当時会社を起こしたばかりでお金のない僕にとって、ハンバーグとトンカツそして豚汁、ライス付き350円のランチはなくてはならないメニューだった。そしてその味がすこぶる旨かった。
この値段とこの味はどうして可能なのかとっても不思議だった。毎日通って厨房をながめ、安さの奥義が分かった。
ハンバーグはちょっと余裕のある人がハンバーグランチを頼む時に、少し大きなフライパンでランチハンバーグを一緒に焼く。だから燃料費が節約できる。そして大きな寸胴のデミグラスソースの中にどぼん、注文の出番を待つ。じっくり味が馴染んだハンバーグが完成する。

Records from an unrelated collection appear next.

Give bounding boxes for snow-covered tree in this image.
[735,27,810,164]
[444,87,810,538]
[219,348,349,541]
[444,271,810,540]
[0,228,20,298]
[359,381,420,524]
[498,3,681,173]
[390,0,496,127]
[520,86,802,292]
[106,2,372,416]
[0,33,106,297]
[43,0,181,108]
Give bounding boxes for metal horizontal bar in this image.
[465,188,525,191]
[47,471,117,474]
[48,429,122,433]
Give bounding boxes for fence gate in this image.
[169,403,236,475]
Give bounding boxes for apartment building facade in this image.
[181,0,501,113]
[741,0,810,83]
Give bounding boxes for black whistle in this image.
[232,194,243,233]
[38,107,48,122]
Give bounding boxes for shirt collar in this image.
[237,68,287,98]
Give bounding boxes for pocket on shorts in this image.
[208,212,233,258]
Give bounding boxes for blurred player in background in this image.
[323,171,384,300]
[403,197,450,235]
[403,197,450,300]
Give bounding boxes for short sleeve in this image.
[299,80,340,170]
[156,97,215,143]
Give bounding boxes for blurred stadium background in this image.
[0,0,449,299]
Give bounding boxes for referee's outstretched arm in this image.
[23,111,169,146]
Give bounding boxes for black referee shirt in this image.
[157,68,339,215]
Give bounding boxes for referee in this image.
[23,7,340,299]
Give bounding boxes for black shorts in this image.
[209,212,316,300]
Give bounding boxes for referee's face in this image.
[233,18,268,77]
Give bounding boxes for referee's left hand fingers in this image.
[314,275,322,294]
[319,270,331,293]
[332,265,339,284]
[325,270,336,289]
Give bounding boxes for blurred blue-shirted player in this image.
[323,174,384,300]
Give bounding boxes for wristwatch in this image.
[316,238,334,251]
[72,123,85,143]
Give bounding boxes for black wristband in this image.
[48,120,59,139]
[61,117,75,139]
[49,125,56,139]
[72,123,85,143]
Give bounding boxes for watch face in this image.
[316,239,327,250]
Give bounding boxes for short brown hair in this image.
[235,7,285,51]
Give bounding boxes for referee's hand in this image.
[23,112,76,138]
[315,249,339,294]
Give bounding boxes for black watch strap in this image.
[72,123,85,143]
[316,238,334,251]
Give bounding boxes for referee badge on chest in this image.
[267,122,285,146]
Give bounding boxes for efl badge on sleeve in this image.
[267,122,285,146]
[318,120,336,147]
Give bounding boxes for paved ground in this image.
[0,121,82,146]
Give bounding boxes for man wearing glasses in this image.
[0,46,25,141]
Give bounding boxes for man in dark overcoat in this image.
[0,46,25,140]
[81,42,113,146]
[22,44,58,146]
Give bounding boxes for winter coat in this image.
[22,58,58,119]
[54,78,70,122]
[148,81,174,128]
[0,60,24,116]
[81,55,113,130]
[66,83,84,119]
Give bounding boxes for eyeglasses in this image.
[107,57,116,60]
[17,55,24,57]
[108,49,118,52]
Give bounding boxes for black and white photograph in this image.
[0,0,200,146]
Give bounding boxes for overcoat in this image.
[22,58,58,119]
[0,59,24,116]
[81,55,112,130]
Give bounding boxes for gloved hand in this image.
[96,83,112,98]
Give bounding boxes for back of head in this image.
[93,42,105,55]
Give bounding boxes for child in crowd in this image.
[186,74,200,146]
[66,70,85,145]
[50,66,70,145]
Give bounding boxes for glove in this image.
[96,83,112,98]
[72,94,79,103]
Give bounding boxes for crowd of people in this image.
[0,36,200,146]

薄く均一に切られたトンカツの肉は一枚一枚計量器で計って1g単位まで大きさを揃える。調整のために切り落とされた端切れ肉はお鍋に入れて豚汁になる。まったく無駄が無い。厚さと重さがまったく同じ肉は注文の度に油にくぐらせ、短い揚げ時間でさっくりジューシーなトンカツが出来上がる。
ハンバーグとトンカツそして豚汁、ライス付き350円のランチ。
きっとあの味とは一生出会うことがないだろう。
もう覚えている人も少なくなった庶民の名店『キッチントップ』の想い出でした。